RE: Estimations are as good as it can be, what else can be done here?

From: Mark W. Farnham <mwf_at_rsiz.com>
Date: Wed, 22 Nov 2023 12:50:46 -0500
Message-ID: <0f0b01da1d6c$6cbefba0$463cf2e0$_at_rsiz.com>



Mark,  

I understood as Jonathan pointed the best strategy might be to flattened the required data in one table and then fetch the pk or rowid with minimal sorting overhead(with an index fully covering all the columns and same sorting order) and then traverse the table data from those selected rowids.  

The below strategy which you pointed, got bounced over my head. Do you mean adding some additional predicate to the query to minimize the amount of sorting? What are 'x' and 'y' here? Can you please explain a bit more.    

If a small set of columns (like sometimes one column) can distinctly provide the top n ordering, it may be useful to provide that additional predicate, as an and x => y gathering up the data to present.    

For slowly changing data and some “n” that it may even be useful to update a table containing the top “m” rows where “m” is as least as big as the biggest “n” your users will use and update that table if a new combination should be in it.

Two situations:

case 1: IF your users are running top n reports repeatedly with selections on less slowly changing data.

in addition to what JL and others already suggested, it MAY be cheaper to yank out just the ordering columns, and then yank out the lowest value for each column from those n rows and filter on greater or equal to the lowest value seen in the top n rows for each column at its source.
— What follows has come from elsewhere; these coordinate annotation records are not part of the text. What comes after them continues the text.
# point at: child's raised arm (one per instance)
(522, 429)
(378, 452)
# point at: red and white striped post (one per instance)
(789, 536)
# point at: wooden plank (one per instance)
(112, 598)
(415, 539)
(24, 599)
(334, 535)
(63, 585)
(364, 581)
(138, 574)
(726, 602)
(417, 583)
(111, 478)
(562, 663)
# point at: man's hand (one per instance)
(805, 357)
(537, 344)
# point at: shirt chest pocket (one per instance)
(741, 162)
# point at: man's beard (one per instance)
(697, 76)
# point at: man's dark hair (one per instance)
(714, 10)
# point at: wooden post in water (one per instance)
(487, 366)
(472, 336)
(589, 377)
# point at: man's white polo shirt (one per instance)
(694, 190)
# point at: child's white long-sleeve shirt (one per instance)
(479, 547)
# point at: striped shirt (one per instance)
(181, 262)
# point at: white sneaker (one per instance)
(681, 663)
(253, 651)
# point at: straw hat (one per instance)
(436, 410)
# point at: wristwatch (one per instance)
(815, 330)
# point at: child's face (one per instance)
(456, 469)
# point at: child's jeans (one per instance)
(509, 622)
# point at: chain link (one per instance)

Notice you can’t just take the lowest row if you’re doing all the columns as filters because (two columns) Z A first row would get filtered out by the second column if the last row of the top n was Y Y. You CAN take just greater than or equal to the first column alone in the order by. (But I will repeat this is not valid for hierarchical queries).  

IF the top N is the result of the value of a group by aggregation this also won’t help, because you can’t toss individual rows away for a value less than the aggregate they become a part of.  

case 2: IF your users are running top n reports repeatedly with selections on slowly changing data where n may vary but never be over m.  

with the same caveats as case 1, it may actually be useful in some data cases to keep a single row table with the lowest value that should be included and update that table if a transaction changes the low values to be included.  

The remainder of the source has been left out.